Fernbrae Meadows is one of several projects that used NatureScot’s ERDF Green Infrastructure Fund to transform sites whilst making a valuable contribution to the triple crises of health, climate change, and biodiversity.

    Fernbrae Meadows

    The Fund enables projects that are built on community co-design to create multi-functional greenspaces on a major scale, to tackle issues associated with multiple deprivation, such as health inequalities. Fernbrae Meadows and Claypits are excellent examples of how good practice can produce valued, rejuvenated places.

    The site of Fernbrae Meadows was previously a private golf course, on the border between Glasgow City and South Lanarkshire. This has been transformed by South Lanarkshire Council (SLC) into a large, bio-diverse ecology park. Previously physically inaccessible to nearby residents, the park had over 850 visits per day by May 2021 and it now forms a link with the wider green network of Glasgow and South Lanarkshire.

    Transforming the 20 hectare site began in 2015 and was completed in 2019. SLC spent much of that time working with the local community, arranging funding and undertaking planning requirements. The actual construction phase took just over six months. A dedicated communities’ officer was engaged for the duration of the work, and landscape architects Ironside Farrar were appointed for the design.

    The ethos was to work with the existing landscape pattern of the golf course and build upon the ecological succession processes that had commenced since it had closed. Landscape design was based around appropriate and targeted interventions to reinforce landscape character and provide a healthy environment. Much of the focus was on providing a sense of ‘a walk in the country’ on peoples’ doorstep. There was a conscious decision to avoid the use of sealed path surfaces and instead a combination of whin-dust and grass paths were utilised to maximise the contrast with urban environments. Nonetheless an accessible loop was created, including the provision of a boardwalk on a former concreate dam structure that created an elevated view over recreated wetland habitats.

    Fernbrae Meadows – Wetland

    There was a careful use of detailing – vernacular elements such as whinstone walls, restoration of estate fencing – retention of existing features, such as a veteran hedging, re-use and reimagining of former golf course elements to reference its former use. Local, Lanarkshire historical apple varieties were used in the orchard. The pattern of movement was a response to emerging desire lines and the use of the golf course. Rather than obliterate tees and greens these were used to create nodes of interest or activity – sculptural features, informal play outdoor classrooms etc. In contrast to the mown grass of the golf greens and fairways, woodland, wildflower and wetland areas were created and enhanced.
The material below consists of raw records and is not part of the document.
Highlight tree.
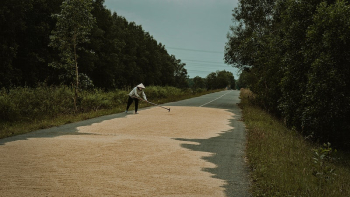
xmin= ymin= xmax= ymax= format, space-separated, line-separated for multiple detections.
xmin=49 ymin=0 xmax=96 ymax=111
xmin=193 ymin=76 xmax=205 ymax=89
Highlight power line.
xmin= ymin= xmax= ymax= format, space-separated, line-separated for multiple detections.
xmin=166 ymin=47 xmax=224 ymax=54
xmin=182 ymin=59 xmax=224 ymax=64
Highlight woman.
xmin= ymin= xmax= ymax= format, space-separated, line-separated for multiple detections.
xmin=125 ymin=83 xmax=147 ymax=114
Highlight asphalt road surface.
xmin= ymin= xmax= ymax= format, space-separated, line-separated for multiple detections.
xmin=167 ymin=90 xmax=250 ymax=197
xmin=0 ymin=90 xmax=250 ymax=197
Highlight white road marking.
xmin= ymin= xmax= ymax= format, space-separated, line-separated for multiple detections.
xmin=199 ymin=91 xmax=232 ymax=107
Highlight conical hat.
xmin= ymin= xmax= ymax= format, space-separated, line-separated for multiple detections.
xmin=136 ymin=83 xmax=145 ymax=88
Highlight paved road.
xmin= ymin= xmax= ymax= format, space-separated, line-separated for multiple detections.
xmin=0 ymin=90 xmax=250 ymax=197
xmin=165 ymin=90 xmax=249 ymax=196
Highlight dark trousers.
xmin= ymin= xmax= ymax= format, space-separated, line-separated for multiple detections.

    Another contrast with the golf course is water management. Golf courses are designed to shed water quickly but the park now contributes to flood prevention measures in the area. There are two SuDS ponds and two wetland areas to slow water run-off. In addition, a previously canalised stream has been naturalised into a meandering burn. They are attractive features in the park that deliver hugely for biodiversity, as well as practical ways of retaining water on site and reducing off-site flooding.

    The wishes of the local population have been central throughout the place-making process. Extensive co-design was undertaken from the start, and there is now a vibrant ‘Friends of Fernbrae’ group. The group plays an important role in park maintenance and management, and several members have attended training courses so they can contribute to monitoring its changes. The Friends group has been key in the site attaining Local Nature Reserve status, awarded in late 2021. Local schools visit regularly, using the park as an outdoor classroom. Organised social and health walks also make good use of the site.

    The sizable, undulating park provides an allotment area, raised vegetable beds for community use and an orchard. It also includes a junior mountain bike circuit that builds on the Commonwealth Games legacy of adjacent Cathkin Braes. The access connects directly to around eight kilometres of paths that extend beyond the site. It is also simply a green and pleasant place for respite from urban life. The views are extensive, taking in distant hills to the north and west (celebrated in a floorscape viewpoint) as well as a host of Greater Glasgow landmarks.

    A nature-based solutions approach, with extensive community engagement, lies at the heart of the project. The end result is a transformed and valued urban edge greenspace that optimises multiple benefits for people and nature. This is a fitting COP26-related legacy for the host city.